A Retrospective on Deltora Quest
- vanessabland
- 1 day ago
- 4 min read
Join Katrina Wang on the quest for the Belt of Deltora as she reminisces on this childhood classic.
Remembered like a strange, half-dreamt memory, Emily Rodda's series Deltora Quest is, dare I say, a staple of many Australian childhoods from the 2000s. The covers depicting wild, fantastical and wholly unique monsters are a stark memory in my mind, and for those who have watched the Japanese anime adaptation, the opening notes are a chorus of quite literal bells, clear and resonating and the opening of an oh so familiar doorway back to childhood mystery and fantastical worlds. Surprisingly popular in not only Australia and New Zealand but also across Japan, the much-loved yet little-talked-about series has gotten not just a TV series adaptation by the same studio that made Berserk, but also a manga series and a Nintendo DS game, which, unfortunately, is not available in English.
The premise may seem extraordinarily simple at first glance. This fictional land of Deltora is riddled with strife. Poverty and violence reign the broken lands, and when we enter it, it is to find and travel alongside three companions to fetch seven powerful gems stolen from the Belt of Deltora, guarded by gruesome, deadly beasts. They must find the true heir to the throne, the only one who can wield the Belt of Deltora and finally defeat the Shadow Lord.

Simple. Oh so simple and sounds like a nice, sweet adventure story. You fight some monsters, retrieve the Belt of Deltora, save the kingdom and live in peace ever after! Wrong.
That, friends and foes and those to be determined later, is called a gross oversimplification.
To begin with, the world-building is peculiarly satisfying, tight and concise in execution. Part of the joy is exploring these different regions and people who live there; the differences in how they live, how they survive in the war-ravaged land, distinct and unbelievably large in the other unwritten histories that lurk just outside of the printed words. Another is the twists and turns of the journey we travel through alongside our main trio. Not there simply for shock value or to drag out the book longer, Rodda crafts intricate and often deadly experiences that, even upon re-reading from a cynical grown-up perspective, still manage to surprise me. And when I mean deadly, I mean deadly. Shockingly dark for her target audiences, the series ties together themes of power in unchecked hands to power from unity, and the stark realness as characters survive poverty and famine in a way that I have only come to appreciate more and more. And there isn’t a “happily ever after” after the first Detlora Quest. The second and third following series only showcase a grittier, darker look into the after-effects of the Shadowlord’s reign. Lief and his companions are picking through the pieces of their land, trying to salvage what is left. There is no true peace — not yet, not for a long time.
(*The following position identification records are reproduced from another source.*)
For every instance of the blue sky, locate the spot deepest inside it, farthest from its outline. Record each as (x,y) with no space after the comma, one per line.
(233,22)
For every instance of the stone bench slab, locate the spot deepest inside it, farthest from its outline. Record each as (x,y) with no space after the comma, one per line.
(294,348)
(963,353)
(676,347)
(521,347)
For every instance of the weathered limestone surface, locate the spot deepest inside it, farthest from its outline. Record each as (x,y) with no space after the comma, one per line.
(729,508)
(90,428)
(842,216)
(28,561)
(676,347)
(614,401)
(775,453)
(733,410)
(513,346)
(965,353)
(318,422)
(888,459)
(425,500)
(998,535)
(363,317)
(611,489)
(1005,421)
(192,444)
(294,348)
The beating heart of this story is not fighting monsters. It is not about winning or about sheer brute strength and simple linear paths. No, what makes this story speak even now, after all these years and having grown up, is the characters. The characters and their dynamics are so heart-wrenchingly real. They work together, thinking through life and death scenarios; they fight together; fight against each other; they love each other as much as they want to throw the other into a river and never speak to them again. That humanity that Rodda infuses in her characters is something that still speaks so well. It is not just through the main trio: Lief, the cocky but anxious teenage boy who works through the weight of his quest with logic; Barda, the tired, gruff father-mentor, the warrior of the group, fiercely loyal and surprisingly emotionally intelligent; Jasmine, the classic feral child, raised by the forest with a strong, unshakeable sense of justice and a vulnerability she tries to keep hidden. Rodda's characterisation shines brilliantly through the side characters too: ruthless, solemn but so desperately hopefully Doom; quiet, clever but traitorous Dain; hatefully greedy Laughing Jack. Even with the laughable, cliché name the “Shadowlord” has a great amount of depth and lore behind it. These are but a mere fraction of the vast supporting characters that appear in Rodda’s expansive series Deltora Quest.
The character arcs they all go through – or don't – and the consequences, bring a profound depth to these characters that sticks with me even now. I would even go as far as to say that what I think, read and write is built on this foundation. The themes of Rodda's works echoes in what I reach to read about now, in how I write and explore characters, in the patterns of how I think: the underlying basis that there is more than one side, that those who do not learn from history are doomed to repeat it, that many truths can coexist, hurtful and confounding as it may be. It is as much a joy as it is a sorrow to reach back to these familiar books, to read familiar words and see a part of myself in them. To see the simplicity of the writing but not of the characters; good for me then, good for me now.

Do not get me wrong, Rodda is not some sort of secret hidden genius who writes revolutionary mind-blowing stories. Her writings are for a younger audience which is clear in the way she writes—but it is also good writing. It holds up even now when going in with the understanding that it is for a younger audience, though admittedly nostalgia still clings to the edges of my vision when thinking about her works, so I may be biased here. Have you read her works or were your childhood staple books something different? Was it Harry Potter? Or maybe Percy Jackson? Whose words have shaped you and what you love?